Some incumbents are still showing up

To date, Malinowski, Sherrill, Gottheimer and Kim have each won at least two costly and competitive congressional elections, so they have run for voters many times before. But all four still used their first commercial of the cycle to once again define themselves, before a deluge of negative Republican ads stepped in and did it for them.

The four introductory spots give each incumbent a succinct image: Kim as family manGottheimer as bipartisan problem solverMalinowski as fighter ready to stand up to bulliesand Sherrill as veteran dedicated to public service.

Redistricting may have played a role in this decision. New Jersey’s new congressional map has dramatically changed all of the state’s most competitive districts, and each of the four incumbents has plenty of potential new voters to meet — especially in Kim’s 3rd District, where nearly half of its inhabitants are new to the district.

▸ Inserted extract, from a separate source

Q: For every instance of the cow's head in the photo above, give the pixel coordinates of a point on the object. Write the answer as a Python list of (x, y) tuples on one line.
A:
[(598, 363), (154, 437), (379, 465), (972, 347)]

Kean and Healey, on the other hand, have yet to run general election ads focused primarily on themselves. Even though Healey in particular likely remains unknown to many New Jersey voters, ads released by their campaigns so far have focused almost entirely on attacking Malinowski, Kim and Joe Biden.

Playground can be quite small

The six candidates who have posted ads so far can tell us a lot about the House race, but also shed some light on the candidates do not have posted ads as Election Day was less than two months away.

Frank Pallotta and Paul DeGroot, against Gottheimer and Sherrill, respectively, are both running for GOP-controlled districts for the past decade — and yet neither appear to have run TV or digital ads.

While it’s possible to win a race for Congress without ever going on the air, it’s certainly not common. Pallotta and DeGroot still have time to start running ads, but the longer their campaigns stay off the air, the easier it will be for Gottheimer and Sherrill to build an insurmountable advantage.

The South Jersey-based 2nd District, where Rep. Jeff Van Drew (R-Dennis) takes on Democrat Tim Alexander after winning competitive contests in 2018 and 2020, saw no publicity action. Alexander probably doesn’t have the money to run ads, while Van Drew may just feel safe enough that he doesn’t see the need to dip into his big war chest.

And the Democratic 1st, 6th and 9th districts, where the Republicans saw glimmers of opportunity if 2022 has become a truly disastrous year for Democrats, they have also seen no publicity from either side. Given that Republican candidates in all three countries have had relatively weak fundraising, these campaigns will likely remain entirely analog unless Democrats choose to use their money to get on the air.

New Jersey saw no less than four districts move from Republican to Democratic in 2018, and five races were decided by a margin of 10 points or less in 2020. There’s still time for more districts to get going, but it should be noted that those who are very competitive cycles, there are only two districts this year where the two candidates began to broadcast ads.